A declaração da senadora é uma resposta ao desafio lançado pelo deputado federal Carlos Abicalil, ontem (06.02) durante sua posse a presidência do Diretório Estadual do PT, quando o parlamentar afirmou a imprensa, que tem mais chance de vencer a eleição para o Senado, e ainda afirmou que aglutina mais no partido do que Serys.
Serys afirmou que desconhece o critério usado por Abicalil para esta autoavaliação, uma vez que nas pesquisas ela aparece à frente do deputado. “Não sei qual o critério que ele está usando para afirmar que tem mais condições de vencer e aglutinar do que eu. Ele precisaria me informar embasado em que ele afirma isso”, cobrou Serys.
A senadora disse que o próprio Abicalil já fez pronunciamento na Câmara, destacando a importância de seu trabalho no Senado, para Mato Grosso.
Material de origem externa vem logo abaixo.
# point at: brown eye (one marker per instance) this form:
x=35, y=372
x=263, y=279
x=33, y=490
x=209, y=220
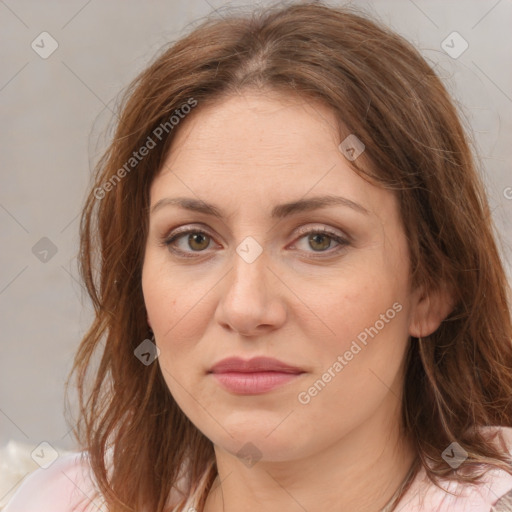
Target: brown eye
x=197, y=240
x=319, y=241
x=188, y=242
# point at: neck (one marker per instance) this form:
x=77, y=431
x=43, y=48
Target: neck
x=362, y=471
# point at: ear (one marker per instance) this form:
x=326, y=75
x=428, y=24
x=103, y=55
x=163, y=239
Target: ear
x=429, y=310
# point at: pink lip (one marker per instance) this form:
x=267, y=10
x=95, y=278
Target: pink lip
x=258, y=375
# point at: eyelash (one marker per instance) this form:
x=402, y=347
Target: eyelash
x=169, y=240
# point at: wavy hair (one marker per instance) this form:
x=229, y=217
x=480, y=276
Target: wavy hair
x=380, y=88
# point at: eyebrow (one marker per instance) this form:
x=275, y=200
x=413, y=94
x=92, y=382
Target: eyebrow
x=279, y=211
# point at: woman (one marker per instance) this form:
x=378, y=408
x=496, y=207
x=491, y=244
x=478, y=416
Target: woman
x=299, y=299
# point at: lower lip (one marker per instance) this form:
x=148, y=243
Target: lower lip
x=253, y=383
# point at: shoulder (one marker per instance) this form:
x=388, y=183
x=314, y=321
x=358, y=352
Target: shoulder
x=493, y=495
x=66, y=486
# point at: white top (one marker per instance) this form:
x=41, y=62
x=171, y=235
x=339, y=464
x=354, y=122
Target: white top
x=68, y=486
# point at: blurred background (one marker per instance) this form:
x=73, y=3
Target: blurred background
x=63, y=66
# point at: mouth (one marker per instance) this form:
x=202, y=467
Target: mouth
x=255, y=376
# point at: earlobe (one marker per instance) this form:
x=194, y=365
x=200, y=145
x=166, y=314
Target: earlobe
x=429, y=310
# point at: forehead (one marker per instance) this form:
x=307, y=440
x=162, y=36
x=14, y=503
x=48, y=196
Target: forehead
x=257, y=148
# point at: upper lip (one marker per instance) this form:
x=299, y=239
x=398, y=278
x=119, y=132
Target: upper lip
x=256, y=364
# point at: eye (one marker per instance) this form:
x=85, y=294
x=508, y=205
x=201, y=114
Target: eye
x=320, y=240
x=196, y=239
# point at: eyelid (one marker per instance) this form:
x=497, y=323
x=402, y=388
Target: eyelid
x=337, y=236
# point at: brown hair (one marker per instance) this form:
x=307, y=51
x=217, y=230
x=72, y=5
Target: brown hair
x=381, y=89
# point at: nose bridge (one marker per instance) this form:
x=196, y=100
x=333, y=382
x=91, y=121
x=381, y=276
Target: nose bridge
x=249, y=268
x=248, y=300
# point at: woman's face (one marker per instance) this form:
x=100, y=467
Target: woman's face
x=256, y=280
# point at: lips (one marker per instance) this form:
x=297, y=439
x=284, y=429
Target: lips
x=254, y=365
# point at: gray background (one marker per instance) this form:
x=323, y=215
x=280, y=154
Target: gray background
x=55, y=110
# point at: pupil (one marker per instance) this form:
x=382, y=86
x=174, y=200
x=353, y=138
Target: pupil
x=315, y=237
x=197, y=236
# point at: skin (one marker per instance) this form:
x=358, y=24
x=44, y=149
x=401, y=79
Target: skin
x=300, y=301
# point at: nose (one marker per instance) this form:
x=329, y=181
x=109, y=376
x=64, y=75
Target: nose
x=253, y=298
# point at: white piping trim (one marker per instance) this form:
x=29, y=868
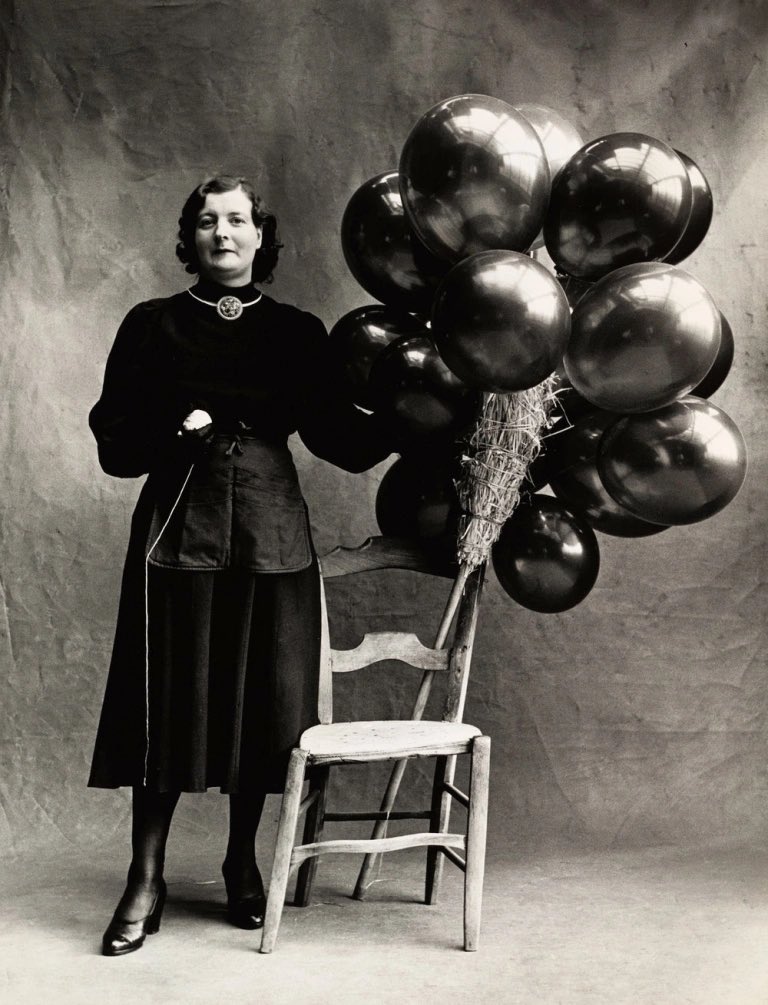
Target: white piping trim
x=147, y=628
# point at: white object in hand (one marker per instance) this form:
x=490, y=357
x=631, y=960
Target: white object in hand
x=196, y=419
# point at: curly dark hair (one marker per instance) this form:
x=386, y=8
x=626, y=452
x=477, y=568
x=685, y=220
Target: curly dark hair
x=265, y=257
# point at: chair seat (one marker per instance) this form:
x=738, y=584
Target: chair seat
x=385, y=739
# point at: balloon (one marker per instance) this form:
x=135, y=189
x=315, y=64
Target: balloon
x=721, y=368
x=547, y=558
x=382, y=251
x=643, y=336
x=411, y=386
x=473, y=177
x=418, y=499
x=359, y=337
x=621, y=199
x=701, y=213
x=576, y=482
x=679, y=464
x=501, y=321
x=559, y=138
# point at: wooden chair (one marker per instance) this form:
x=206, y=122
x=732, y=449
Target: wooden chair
x=397, y=740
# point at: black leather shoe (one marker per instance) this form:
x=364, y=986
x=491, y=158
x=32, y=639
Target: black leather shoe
x=124, y=937
x=244, y=912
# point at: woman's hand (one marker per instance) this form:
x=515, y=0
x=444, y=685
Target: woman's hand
x=198, y=424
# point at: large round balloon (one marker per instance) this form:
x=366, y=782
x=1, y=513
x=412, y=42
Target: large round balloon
x=383, y=252
x=416, y=392
x=576, y=482
x=559, y=138
x=418, y=499
x=557, y=135
x=679, y=464
x=721, y=368
x=701, y=213
x=359, y=337
x=473, y=177
x=501, y=321
x=621, y=199
x=643, y=336
x=547, y=558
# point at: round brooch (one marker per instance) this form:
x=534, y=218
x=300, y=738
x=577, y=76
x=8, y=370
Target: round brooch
x=229, y=308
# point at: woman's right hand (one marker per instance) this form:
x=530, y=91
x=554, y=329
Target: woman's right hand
x=198, y=424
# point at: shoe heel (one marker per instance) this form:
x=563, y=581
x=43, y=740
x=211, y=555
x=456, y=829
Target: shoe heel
x=153, y=922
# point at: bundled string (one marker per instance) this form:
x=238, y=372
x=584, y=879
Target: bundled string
x=506, y=439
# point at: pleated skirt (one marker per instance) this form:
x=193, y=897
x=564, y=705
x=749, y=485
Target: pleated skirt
x=213, y=676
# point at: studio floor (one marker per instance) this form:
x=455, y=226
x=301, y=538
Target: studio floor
x=654, y=926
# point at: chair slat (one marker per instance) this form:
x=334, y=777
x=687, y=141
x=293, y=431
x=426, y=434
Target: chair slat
x=377, y=646
x=384, y=553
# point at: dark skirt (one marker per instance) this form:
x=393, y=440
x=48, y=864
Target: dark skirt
x=232, y=681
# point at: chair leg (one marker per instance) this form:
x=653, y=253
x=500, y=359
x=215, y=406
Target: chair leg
x=313, y=831
x=475, y=840
x=444, y=771
x=370, y=861
x=292, y=800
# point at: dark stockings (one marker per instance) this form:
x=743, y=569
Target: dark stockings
x=152, y=815
x=240, y=870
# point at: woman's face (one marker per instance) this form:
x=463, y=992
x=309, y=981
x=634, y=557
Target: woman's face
x=226, y=237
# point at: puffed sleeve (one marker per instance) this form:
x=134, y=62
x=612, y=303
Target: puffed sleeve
x=330, y=424
x=133, y=427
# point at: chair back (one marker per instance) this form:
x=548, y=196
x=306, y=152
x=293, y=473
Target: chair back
x=452, y=660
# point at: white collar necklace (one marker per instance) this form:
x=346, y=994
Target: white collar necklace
x=229, y=308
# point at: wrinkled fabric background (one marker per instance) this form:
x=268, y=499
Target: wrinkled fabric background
x=638, y=718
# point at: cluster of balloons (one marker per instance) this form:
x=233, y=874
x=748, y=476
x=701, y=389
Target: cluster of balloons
x=447, y=245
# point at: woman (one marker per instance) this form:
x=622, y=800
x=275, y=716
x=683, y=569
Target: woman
x=214, y=668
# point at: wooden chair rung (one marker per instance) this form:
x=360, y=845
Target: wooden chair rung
x=459, y=796
x=453, y=857
x=380, y=815
x=380, y=844
x=309, y=800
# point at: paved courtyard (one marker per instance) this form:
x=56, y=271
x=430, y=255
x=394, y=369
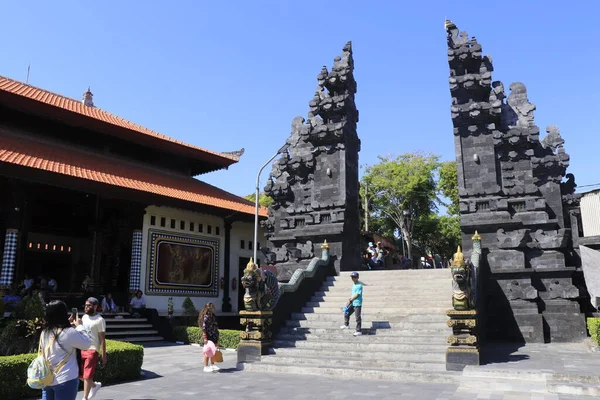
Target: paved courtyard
x=175, y=372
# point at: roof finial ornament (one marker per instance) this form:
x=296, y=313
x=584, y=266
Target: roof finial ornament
x=88, y=98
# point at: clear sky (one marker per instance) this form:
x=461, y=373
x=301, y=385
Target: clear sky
x=230, y=74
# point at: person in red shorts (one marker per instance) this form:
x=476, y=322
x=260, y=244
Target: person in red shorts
x=95, y=326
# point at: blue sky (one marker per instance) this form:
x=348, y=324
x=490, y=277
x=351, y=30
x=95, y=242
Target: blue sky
x=233, y=74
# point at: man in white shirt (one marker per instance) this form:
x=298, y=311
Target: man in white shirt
x=95, y=326
x=137, y=304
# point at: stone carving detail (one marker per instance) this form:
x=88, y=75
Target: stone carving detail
x=512, y=240
x=510, y=184
x=314, y=184
x=461, y=282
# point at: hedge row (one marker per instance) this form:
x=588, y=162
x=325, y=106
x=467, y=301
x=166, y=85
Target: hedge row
x=594, y=329
x=192, y=334
x=124, y=364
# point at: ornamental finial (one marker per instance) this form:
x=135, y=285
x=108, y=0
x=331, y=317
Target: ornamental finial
x=458, y=259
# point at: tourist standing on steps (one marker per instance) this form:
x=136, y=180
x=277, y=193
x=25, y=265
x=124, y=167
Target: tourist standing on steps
x=60, y=341
x=207, y=320
x=354, y=305
x=95, y=325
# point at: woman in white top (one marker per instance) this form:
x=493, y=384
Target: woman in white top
x=137, y=305
x=64, y=341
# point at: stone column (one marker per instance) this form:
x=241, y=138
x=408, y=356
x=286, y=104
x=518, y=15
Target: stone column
x=136, y=261
x=9, y=258
x=226, y=306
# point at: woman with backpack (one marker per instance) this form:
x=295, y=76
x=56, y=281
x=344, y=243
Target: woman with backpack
x=58, y=343
x=210, y=332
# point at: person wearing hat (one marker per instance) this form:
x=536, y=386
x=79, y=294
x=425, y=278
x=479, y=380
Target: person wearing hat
x=95, y=326
x=354, y=305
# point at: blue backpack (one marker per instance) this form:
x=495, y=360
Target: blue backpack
x=39, y=372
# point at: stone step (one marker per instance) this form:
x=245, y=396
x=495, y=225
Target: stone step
x=341, y=336
x=355, y=362
x=391, y=276
x=361, y=344
x=531, y=380
x=397, y=273
x=382, y=308
x=128, y=326
x=403, y=298
x=426, y=333
x=439, y=283
x=132, y=332
x=125, y=320
x=296, y=352
x=371, y=315
x=397, y=375
x=139, y=339
x=369, y=323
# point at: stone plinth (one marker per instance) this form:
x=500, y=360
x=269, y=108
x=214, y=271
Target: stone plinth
x=464, y=342
x=256, y=336
x=511, y=188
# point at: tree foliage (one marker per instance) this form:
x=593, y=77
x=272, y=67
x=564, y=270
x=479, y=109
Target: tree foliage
x=403, y=189
x=263, y=199
x=448, y=185
x=407, y=183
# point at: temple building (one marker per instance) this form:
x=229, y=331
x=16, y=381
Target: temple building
x=100, y=204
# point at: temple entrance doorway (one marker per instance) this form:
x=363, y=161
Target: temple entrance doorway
x=242, y=265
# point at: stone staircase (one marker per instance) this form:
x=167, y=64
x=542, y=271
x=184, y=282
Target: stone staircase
x=123, y=327
x=404, y=330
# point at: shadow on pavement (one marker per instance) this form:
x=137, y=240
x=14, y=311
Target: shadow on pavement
x=496, y=353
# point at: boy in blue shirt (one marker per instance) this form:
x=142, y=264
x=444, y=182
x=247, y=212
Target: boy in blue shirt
x=355, y=305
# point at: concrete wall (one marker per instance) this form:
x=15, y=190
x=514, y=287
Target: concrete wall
x=240, y=231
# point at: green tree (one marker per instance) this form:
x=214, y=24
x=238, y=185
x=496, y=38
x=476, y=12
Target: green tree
x=448, y=186
x=403, y=189
x=263, y=199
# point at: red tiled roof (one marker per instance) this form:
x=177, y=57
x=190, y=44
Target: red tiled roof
x=77, y=107
x=53, y=157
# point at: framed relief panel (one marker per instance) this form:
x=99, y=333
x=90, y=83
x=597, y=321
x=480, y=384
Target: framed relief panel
x=182, y=265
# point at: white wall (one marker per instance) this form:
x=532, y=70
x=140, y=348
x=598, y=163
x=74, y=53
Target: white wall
x=240, y=231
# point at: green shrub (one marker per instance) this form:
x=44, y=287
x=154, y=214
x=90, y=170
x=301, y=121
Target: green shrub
x=191, y=334
x=188, y=334
x=124, y=364
x=594, y=329
x=13, y=340
x=189, y=310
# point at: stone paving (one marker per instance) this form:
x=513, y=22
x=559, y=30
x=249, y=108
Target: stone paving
x=175, y=372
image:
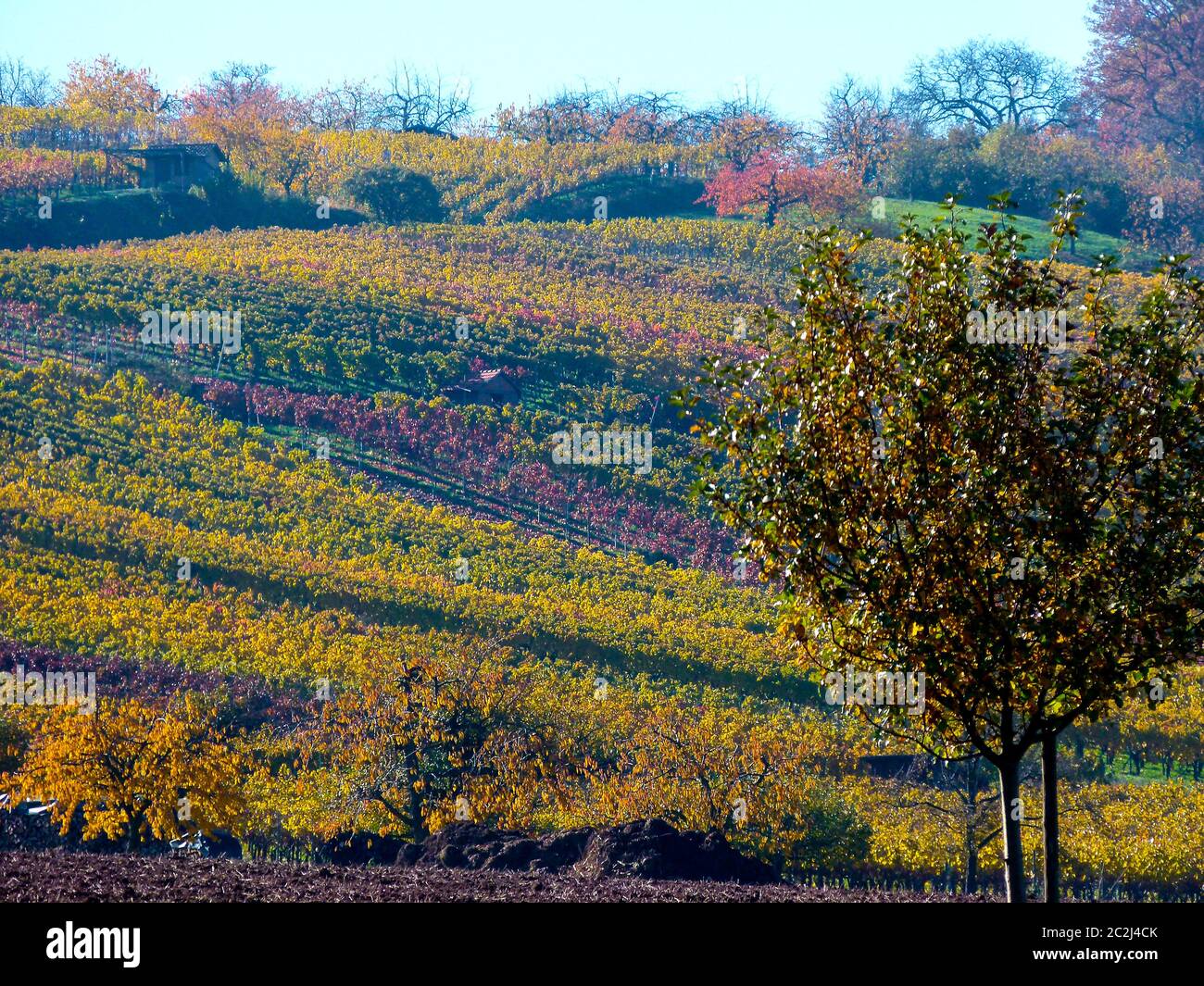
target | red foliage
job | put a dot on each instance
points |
(1147, 72)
Ela destacou também que foi avaliada pelo Portal Transparência, sendo a única mulher entre os 10 parlamentares que mais apresentaram projetos relevantes à sociedade. “Então não sei o que preciso fazer mais para ter mais visibilidade”, questionou.
O argumento de Carlos Abicalil para Serys abdicar de concorrer à reeleição ao Senado é que a senadora tem mais densidade eleitoral do que ele - e teria mais chances de ajudar a eleger outro deputado federal com sua votação. Serys disse que em 2006, os petistas convidaram reiteradas vezes o deputado a disputar uma vaga no Senado, e ele não aceitou, “não sei porque essa decisão repentina agora de querer ser senador”, disse Serys Slhessarenko.
Questionada sobre a possibilidade da executiva nacional interferir em favor de Carlos Abicalil, a senadora disse que não acredita, mas não descarta, já sofreu interferência da executiva nacional na eleição a prefeitura de Cuiabá.